Em meados dos anos 60, Andy Warhol, um dos responsáveis por tornar pop o pop art, utilizou a técnica da serigrafia para representar personalidades e elementos da cultura pop. Foi de Coca-Cola a Mao-Tsé. O culto à cultura de massa era elementar na composição de um obra arte pop. As obras de Warhol retratavam o que todo mundo já sabia e, principalmente, consumia.

Na liquidez dessa modernidade, a selfie surge não como um retrato mas sim um autorretrato que revela o comportamento narcisista, consumista, carente e extrovertido do homo virtualis.

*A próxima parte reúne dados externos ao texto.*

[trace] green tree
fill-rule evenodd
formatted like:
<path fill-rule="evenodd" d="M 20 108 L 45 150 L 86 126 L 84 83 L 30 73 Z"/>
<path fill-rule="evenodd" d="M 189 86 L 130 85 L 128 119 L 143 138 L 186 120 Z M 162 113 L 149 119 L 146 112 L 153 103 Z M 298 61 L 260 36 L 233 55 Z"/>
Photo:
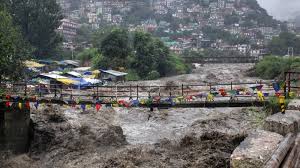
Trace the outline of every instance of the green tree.
<path fill-rule="evenodd" d="M 270 52 L 274 55 L 286 55 L 289 47 L 294 48 L 294 54 L 300 54 L 300 38 L 288 32 L 283 32 L 279 37 L 274 37 L 268 46 Z"/>
<path fill-rule="evenodd" d="M 34 47 L 36 58 L 49 58 L 57 54 L 62 41 L 56 33 L 63 19 L 55 0 L 6 0 L 14 21 L 24 38 Z"/>
<path fill-rule="evenodd" d="M 107 60 L 106 68 L 128 66 L 127 57 L 132 53 L 129 39 L 129 32 L 125 29 L 114 29 L 103 39 L 100 51 Z"/>
<path fill-rule="evenodd" d="M 0 80 L 23 77 L 23 63 L 30 54 L 28 48 L 12 17 L 0 8 Z"/>

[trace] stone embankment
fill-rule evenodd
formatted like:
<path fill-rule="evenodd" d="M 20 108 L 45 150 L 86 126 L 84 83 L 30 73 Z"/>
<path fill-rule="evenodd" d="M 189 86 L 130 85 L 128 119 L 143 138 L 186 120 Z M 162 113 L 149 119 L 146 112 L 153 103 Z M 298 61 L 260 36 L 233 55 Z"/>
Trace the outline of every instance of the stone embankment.
<path fill-rule="evenodd" d="M 265 119 L 262 130 L 256 130 L 234 150 L 232 168 L 300 167 L 300 100 L 293 100 L 285 114 Z"/>

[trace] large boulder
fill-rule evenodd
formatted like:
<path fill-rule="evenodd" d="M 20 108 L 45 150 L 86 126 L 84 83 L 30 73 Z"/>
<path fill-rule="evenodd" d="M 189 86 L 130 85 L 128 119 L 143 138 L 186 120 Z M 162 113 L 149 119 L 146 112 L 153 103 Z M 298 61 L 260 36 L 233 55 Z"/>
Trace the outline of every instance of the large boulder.
<path fill-rule="evenodd" d="M 262 130 L 249 134 L 233 151 L 230 166 L 232 168 L 262 168 L 283 138 L 277 133 Z"/>
<path fill-rule="evenodd" d="M 289 103 L 287 109 L 289 110 L 300 110 L 300 100 L 299 99 L 293 99 Z"/>
<path fill-rule="evenodd" d="M 277 113 L 266 118 L 264 129 L 286 135 L 300 130 L 300 112 L 287 110 L 285 114 Z"/>

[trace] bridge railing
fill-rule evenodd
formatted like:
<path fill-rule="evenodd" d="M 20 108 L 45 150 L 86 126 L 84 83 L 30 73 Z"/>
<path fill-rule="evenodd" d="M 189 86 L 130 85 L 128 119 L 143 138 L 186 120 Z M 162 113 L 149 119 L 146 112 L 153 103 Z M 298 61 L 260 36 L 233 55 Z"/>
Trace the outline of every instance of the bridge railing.
<path fill-rule="evenodd" d="M 72 85 L 62 83 L 54 84 L 32 84 L 32 83 L 1 83 L 0 88 L 4 94 L 15 96 L 35 96 L 37 98 L 60 98 L 60 99 L 146 99 L 149 97 L 169 98 L 183 97 L 205 99 L 208 94 L 215 94 L 215 97 L 230 98 L 253 97 L 256 91 L 251 87 L 263 87 L 266 94 L 274 93 L 271 82 L 230 82 L 230 83 L 206 83 L 190 85 L 113 85 L 101 86 L 90 85 L 76 88 Z M 226 94 L 221 94 L 222 90 Z M 238 93 L 237 93 L 238 92 Z"/>

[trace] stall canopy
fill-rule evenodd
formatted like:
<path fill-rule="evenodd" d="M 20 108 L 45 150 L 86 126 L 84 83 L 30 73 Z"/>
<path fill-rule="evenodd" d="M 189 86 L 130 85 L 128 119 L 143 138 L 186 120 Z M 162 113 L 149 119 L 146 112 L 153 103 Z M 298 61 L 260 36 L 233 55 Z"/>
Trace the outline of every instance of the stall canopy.
<path fill-rule="evenodd" d="M 40 64 L 34 61 L 25 61 L 25 66 L 27 68 L 42 68 L 45 66 L 45 64 Z"/>

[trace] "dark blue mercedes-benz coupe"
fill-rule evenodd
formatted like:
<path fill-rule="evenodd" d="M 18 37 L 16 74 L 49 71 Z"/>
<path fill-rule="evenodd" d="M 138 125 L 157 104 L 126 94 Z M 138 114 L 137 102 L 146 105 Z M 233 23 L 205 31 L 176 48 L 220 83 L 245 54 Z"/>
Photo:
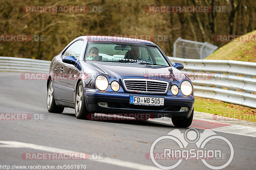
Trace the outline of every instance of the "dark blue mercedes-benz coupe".
<path fill-rule="evenodd" d="M 146 40 L 107 36 L 78 37 L 52 59 L 47 81 L 51 113 L 75 109 L 78 119 L 94 113 L 149 114 L 189 126 L 193 84 L 157 45 Z"/>

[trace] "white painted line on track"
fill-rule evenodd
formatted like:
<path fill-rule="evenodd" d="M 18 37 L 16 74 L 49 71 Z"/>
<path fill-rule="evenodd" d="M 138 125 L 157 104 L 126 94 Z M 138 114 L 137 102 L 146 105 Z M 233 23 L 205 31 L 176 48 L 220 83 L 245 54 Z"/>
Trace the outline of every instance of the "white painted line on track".
<path fill-rule="evenodd" d="M 50 152 L 56 153 L 79 153 L 76 151 L 66 150 L 62 149 L 46 146 L 42 145 L 38 145 L 33 144 L 24 143 L 15 141 L 0 141 L 0 147 L 12 148 L 27 148 L 36 150 Z M 90 156 L 92 155 L 90 155 Z M 104 163 L 122 167 L 128 168 L 133 169 L 139 170 L 159 170 L 161 169 L 156 167 L 146 165 L 135 163 L 129 161 L 122 160 L 120 159 L 107 157 L 104 159 L 87 159 L 88 160 L 95 161 L 100 163 Z"/>

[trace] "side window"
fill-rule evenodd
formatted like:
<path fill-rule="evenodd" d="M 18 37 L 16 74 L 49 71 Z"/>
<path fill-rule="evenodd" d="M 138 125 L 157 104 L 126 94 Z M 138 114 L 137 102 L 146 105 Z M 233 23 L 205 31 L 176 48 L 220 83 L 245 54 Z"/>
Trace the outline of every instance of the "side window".
<path fill-rule="evenodd" d="M 62 53 L 62 56 L 73 55 L 77 59 L 81 54 L 84 41 L 78 40 L 72 44 Z"/>
<path fill-rule="evenodd" d="M 76 59 L 77 59 L 81 54 L 83 48 L 83 45 L 84 44 L 84 41 L 82 40 L 78 40 L 75 43 L 76 43 L 76 45 L 72 49 L 72 52 L 73 53 L 73 55 L 75 56 L 75 58 Z"/>

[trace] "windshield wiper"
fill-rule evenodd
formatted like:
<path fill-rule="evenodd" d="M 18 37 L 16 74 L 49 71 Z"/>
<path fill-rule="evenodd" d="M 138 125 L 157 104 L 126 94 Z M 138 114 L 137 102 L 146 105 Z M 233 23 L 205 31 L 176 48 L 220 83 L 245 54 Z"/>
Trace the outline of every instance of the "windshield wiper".
<path fill-rule="evenodd" d="M 163 65 L 158 64 L 156 63 L 144 63 L 142 62 L 136 62 L 136 63 L 133 63 L 133 64 L 147 64 L 150 65 Z"/>

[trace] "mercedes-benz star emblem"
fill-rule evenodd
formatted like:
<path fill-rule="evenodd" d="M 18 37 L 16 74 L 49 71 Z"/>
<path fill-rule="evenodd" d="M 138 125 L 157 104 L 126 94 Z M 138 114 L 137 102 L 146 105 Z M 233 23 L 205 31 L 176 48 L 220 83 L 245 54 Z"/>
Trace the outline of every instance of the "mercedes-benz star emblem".
<path fill-rule="evenodd" d="M 143 71 L 143 74 L 144 75 L 144 77 L 146 77 L 148 74 L 148 72 L 147 70 L 145 70 Z"/>

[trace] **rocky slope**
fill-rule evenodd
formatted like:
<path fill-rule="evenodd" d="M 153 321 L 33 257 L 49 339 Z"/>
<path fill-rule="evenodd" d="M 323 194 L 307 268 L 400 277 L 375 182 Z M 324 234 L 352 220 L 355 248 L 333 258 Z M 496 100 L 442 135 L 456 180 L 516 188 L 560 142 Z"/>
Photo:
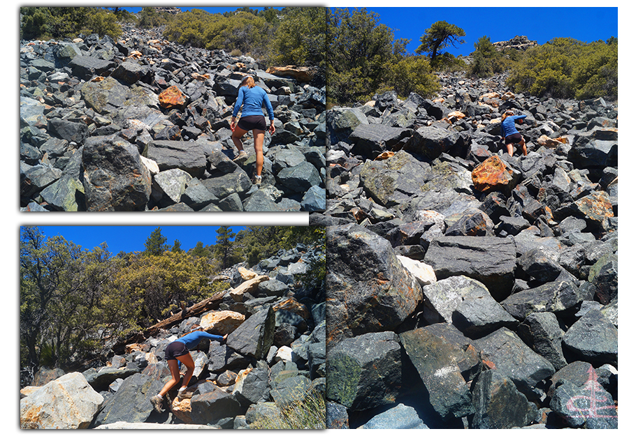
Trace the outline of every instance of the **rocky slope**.
<path fill-rule="evenodd" d="M 328 111 L 329 427 L 617 427 L 618 110 L 504 78 Z"/>
<path fill-rule="evenodd" d="M 21 391 L 21 427 L 248 428 L 313 390 L 324 394 L 325 290 L 299 283 L 324 255 L 322 247 L 298 244 L 251 270 L 236 265 L 215 278 L 232 287 L 212 298 L 215 309 L 143 340 L 112 344 L 100 366 L 40 370 Z M 178 400 L 175 386 L 159 414 L 149 400 L 171 377 L 164 349 L 194 324 L 226 333 L 226 343 L 206 340 L 191 352 L 191 398 Z"/>
<path fill-rule="evenodd" d="M 21 41 L 22 210 L 324 210 L 320 79 L 270 74 L 248 57 L 170 43 L 159 29 L 124 30 L 117 41 Z M 249 158 L 232 161 L 229 121 L 246 74 L 276 120 L 260 186 L 250 135 Z"/>

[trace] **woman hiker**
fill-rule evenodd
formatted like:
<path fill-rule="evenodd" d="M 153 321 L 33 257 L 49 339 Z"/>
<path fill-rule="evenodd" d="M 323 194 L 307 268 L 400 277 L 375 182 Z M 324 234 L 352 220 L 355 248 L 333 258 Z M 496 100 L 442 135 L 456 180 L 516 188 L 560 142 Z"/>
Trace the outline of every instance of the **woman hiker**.
<path fill-rule="evenodd" d="M 262 112 L 262 105 L 266 107 L 268 119 L 270 121 L 269 132 L 271 135 L 275 133 L 273 125 L 273 108 L 271 107 L 268 96 L 260 87 L 256 87 L 252 77 L 245 76 L 238 87 L 238 98 L 233 106 L 233 114 L 231 116 L 231 140 L 238 149 L 238 156 L 234 158 L 238 161 L 247 158 L 247 153 L 243 149 L 240 138 L 249 130 L 253 130 L 254 149 L 256 151 L 256 174 L 254 176 L 254 183 L 262 181 L 262 165 L 264 163 L 264 156 L 262 154 L 262 145 L 264 143 L 264 132 L 266 130 L 266 121 Z M 236 123 L 236 116 L 242 107 L 243 112 L 238 126 Z"/>
<path fill-rule="evenodd" d="M 193 326 L 193 329 L 198 326 Z M 161 413 L 163 410 L 161 402 L 164 399 L 164 396 L 179 383 L 179 368 L 181 366 L 181 363 L 186 366 L 186 373 L 184 375 L 181 387 L 177 393 L 177 398 L 179 400 L 182 400 L 185 398 L 184 393 L 188 387 L 188 383 L 190 382 L 190 379 L 192 378 L 192 373 L 194 370 L 194 361 L 192 360 L 192 356 L 190 354 L 189 350 L 194 349 L 198 345 L 198 343 L 201 342 L 201 339 L 205 338 L 214 340 L 224 340 L 227 338 L 227 335 L 219 336 L 205 333 L 203 330 L 193 330 L 179 339 L 175 339 L 166 346 L 166 349 L 164 349 L 164 354 L 166 354 L 166 360 L 168 364 L 168 369 L 171 370 L 171 375 L 173 376 L 173 378 L 166 382 L 159 393 L 151 398 L 151 404 L 153 405 L 153 407 L 159 413 Z"/>
<path fill-rule="evenodd" d="M 507 145 L 507 152 L 509 156 L 513 156 L 514 144 L 520 145 L 522 148 L 522 153 L 526 156 L 526 144 L 524 143 L 524 138 L 515 128 L 515 121 L 524 118 L 526 118 L 526 115 L 515 115 L 511 110 L 507 110 L 503 114 L 500 131 L 503 139 L 505 140 L 505 144 Z"/>

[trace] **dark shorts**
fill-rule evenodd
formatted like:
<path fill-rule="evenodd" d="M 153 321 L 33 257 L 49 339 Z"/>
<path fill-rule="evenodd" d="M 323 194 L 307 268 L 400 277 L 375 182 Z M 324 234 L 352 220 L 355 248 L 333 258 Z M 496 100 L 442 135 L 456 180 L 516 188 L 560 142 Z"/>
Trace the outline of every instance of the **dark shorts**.
<path fill-rule="evenodd" d="M 250 115 L 238 121 L 238 127 L 243 130 L 252 130 L 254 128 L 266 130 L 266 120 L 264 119 L 263 115 Z"/>
<path fill-rule="evenodd" d="M 521 135 L 519 133 L 514 133 L 505 138 L 505 144 L 518 144 L 521 140 Z"/>
<path fill-rule="evenodd" d="M 167 361 L 177 360 L 177 358 L 180 356 L 184 356 L 189 352 L 188 349 L 186 348 L 185 344 L 178 340 L 174 340 L 168 344 L 164 352 Z"/>

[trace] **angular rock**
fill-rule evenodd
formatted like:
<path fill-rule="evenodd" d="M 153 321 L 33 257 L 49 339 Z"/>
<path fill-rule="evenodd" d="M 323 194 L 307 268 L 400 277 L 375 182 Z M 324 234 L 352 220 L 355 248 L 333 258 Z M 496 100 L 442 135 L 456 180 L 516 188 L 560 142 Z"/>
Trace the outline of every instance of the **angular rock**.
<path fill-rule="evenodd" d="M 201 177 L 205 170 L 205 154 L 196 142 L 152 141 L 147 157 L 157 163 L 160 171 L 179 168 L 193 177 Z"/>
<path fill-rule="evenodd" d="M 414 409 L 400 403 L 393 409 L 378 414 L 361 426 L 361 428 L 368 430 L 377 428 L 428 429 L 428 427 L 424 423 Z"/>
<path fill-rule="evenodd" d="M 125 379 L 118 391 L 105 401 L 94 421 L 94 426 L 118 421 L 146 422 L 153 412 L 150 398 L 163 387 L 164 382 L 159 379 L 133 374 Z"/>
<path fill-rule="evenodd" d="M 275 313 L 271 306 L 252 315 L 227 336 L 227 346 L 259 360 L 273 343 Z"/>
<path fill-rule="evenodd" d="M 474 343 L 484 353 L 484 361 L 511 379 L 528 398 L 539 397 L 542 393 L 537 384 L 555 373 L 549 361 L 505 327 Z"/>
<path fill-rule="evenodd" d="M 456 364 L 461 350 L 424 329 L 405 331 L 400 339 L 442 419 L 473 413 L 472 393 Z"/>
<path fill-rule="evenodd" d="M 473 391 L 476 413 L 472 428 L 524 427 L 538 419 L 537 407 L 518 391 L 509 377 L 496 370 L 483 371 Z"/>
<path fill-rule="evenodd" d="M 212 425 L 226 417 L 234 417 L 245 412 L 236 397 L 215 389 L 211 392 L 195 395 L 190 400 L 192 422 Z"/>
<path fill-rule="evenodd" d="M 544 283 L 537 287 L 516 292 L 500 302 L 507 312 L 522 320 L 531 313 L 560 313 L 583 301 L 579 289 L 568 280 Z"/>
<path fill-rule="evenodd" d="M 88 211 L 143 210 L 151 176 L 134 145 L 117 137 L 89 137 L 82 164 Z"/>
<path fill-rule="evenodd" d="M 340 341 L 328 353 L 327 398 L 351 410 L 392 404 L 401 387 L 400 343 L 392 331 Z"/>
<path fill-rule="evenodd" d="M 386 160 L 367 162 L 361 170 L 361 183 L 378 204 L 391 207 L 421 193 L 429 168 L 404 151 Z"/>
<path fill-rule="evenodd" d="M 393 329 L 413 313 L 421 289 L 388 241 L 353 225 L 328 228 L 326 240 L 328 347 Z"/>
<path fill-rule="evenodd" d="M 245 322 L 245 315 L 232 310 L 210 312 L 201 319 L 201 329 L 205 331 L 217 332 L 215 334 L 229 334 Z"/>
<path fill-rule="evenodd" d="M 440 236 L 432 241 L 424 258 L 438 280 L 466 276 L 486 286 L 498 301 L 511 293 L 515 261 L 513 242 L 493 236 Z"/>
<path fill-rule="evenodd" d="M 579 428 L 618 428 L 618 410 L 612 395 L 597 380 L 594 368 L 574 362 L 555 374 L 551 409 Z"/>
<path fill-rule="evenodd" d="M 589 310 L 568 329 L 563 343 L 579 360 L 618 365 L 618 329 L 597 309 Z"/>
<path fill-rule="evenodd" d="M 20 427 L 87 428 L 103 401 L 82 374 L 66 374 L 20 400 Z"/>

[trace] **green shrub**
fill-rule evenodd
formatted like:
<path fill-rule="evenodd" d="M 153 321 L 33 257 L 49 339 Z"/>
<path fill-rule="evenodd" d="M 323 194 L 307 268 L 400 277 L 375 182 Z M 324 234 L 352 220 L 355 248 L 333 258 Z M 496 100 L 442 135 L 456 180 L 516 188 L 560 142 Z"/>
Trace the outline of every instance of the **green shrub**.
<path fill-rule="evenodd" d="M 511 61 L 507 55 L 496 50 L 489 36 L 482 36 L 474 43 L 476 49 L 472 53 L 472 63 L 468 70 L 468 75 L 489 77 L 505 71 Z"/>
<path fill-rule="evenodd" d="M 433 96 L 441 87 L 437 76 L 431 72 L 431 63 L 419 56 L 408 56 L 387 63 L 389 73 L 385 83 L 400 97 L 415 92 L 423 97 Z"/>
<path fill-rule="evenodd" d="M 255 429 L 307 429 L 326 428 L 326 403 L 318 391 L 311 389 L 301 399 L 280 406 L 279 414 L 270 414 L 251 423 Z"/>
<path fill-rule="evenodd" d="M 618 98 L 618 44 L 558 38 L 526 50 L 507 85 L 516 92 L 563 98 Z"/>
<path fill-rule="evenodd" d="M 159 13 L 154 8 L 143 8 L 140 11 L 138 25 L 143 29 L 152 29 L 164 26 L 169 21 L 170 15 L 168 13 Z"/>
<path fill-rule="evenodd" d="M 323 68 L 326 61 L 324 8 L 284 8 L 270 45 L 269 61 Z"/>

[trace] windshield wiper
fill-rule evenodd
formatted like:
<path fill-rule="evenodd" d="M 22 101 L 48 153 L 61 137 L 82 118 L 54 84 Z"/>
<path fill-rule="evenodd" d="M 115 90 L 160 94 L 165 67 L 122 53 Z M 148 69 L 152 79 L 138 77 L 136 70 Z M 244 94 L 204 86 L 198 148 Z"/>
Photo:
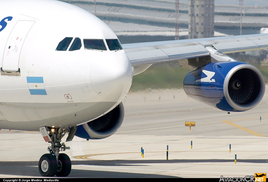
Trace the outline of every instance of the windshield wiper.
<path fill-rule="evenodd" d="M 99 50 L 98 49 L 91 49 L 89 48 L 85 48 L 85 49 L 88 49 L 90 50 L 94 50 L 94 51 L 101 51 L 101 52 L 103 52 L 103 51 L 102 50 Z"/>
<path fill-rule="evenodd" d="M 115 51 L 114 52 L 116 52 L 117 51 L 119 51 L 120 50 L 123 50 L 123 49 L 117 49 L 117 50 L 116 50 L 116 51 Z"/>

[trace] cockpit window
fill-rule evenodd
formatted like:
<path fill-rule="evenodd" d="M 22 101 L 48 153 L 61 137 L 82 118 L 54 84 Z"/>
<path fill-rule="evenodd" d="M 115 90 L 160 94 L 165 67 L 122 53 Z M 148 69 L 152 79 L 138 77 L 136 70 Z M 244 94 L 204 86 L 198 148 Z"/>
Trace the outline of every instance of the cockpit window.
<path fill-rule="evenodd" d="M 69 51 L 79 50 L 82 46 L 82 44 L 81 44 L 81 39 L 77 37 L 75 39 L 73 42 L 72 44 L 71 47 L 69 49 Z"/>
<path fill-rule="evenodd" d="M 107 50 L 104 41 L 102 39 L 84 39 L 83 40 L 85 49 Z"/>
<path fill-rule="evenodd" d="M 56 49 L 56 51 L 65 51 L 67 50 L 68 47 L 69 47 L 72 40 L 73 40 L 72 37 L 65 37 L 64 39 L 61 41 L 58 45 L 58 47 Z"/>
<path fill-rule="evenodd" d="M 123 48 L 117 39 L 106 39 L 106 42 L 110 51 L 120 50 L 123 49 Z"/>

A selfie é fruto da tecnologia smartphoniana, uma tecnologia tão comum como a banana na fruteira do brasileiro de classe média. Uma foto de rosto tirada com uma câmera frontal de um dispositivo móvel é só uma foto. Mas se você partilha esta foto em uma rede social, logo temos uma selfie. Resumindo, a selfie só é uma selfie se compartilhada em uma rede social.

Como um produto, a selfie revela, além dos comportamentos acima, uma tendência, uma atitude popular, e que vem acompanhada de subprodutos culturais da contemporaneidade. Assim, a selfie é mais pop que o pop art de Andy Warhol.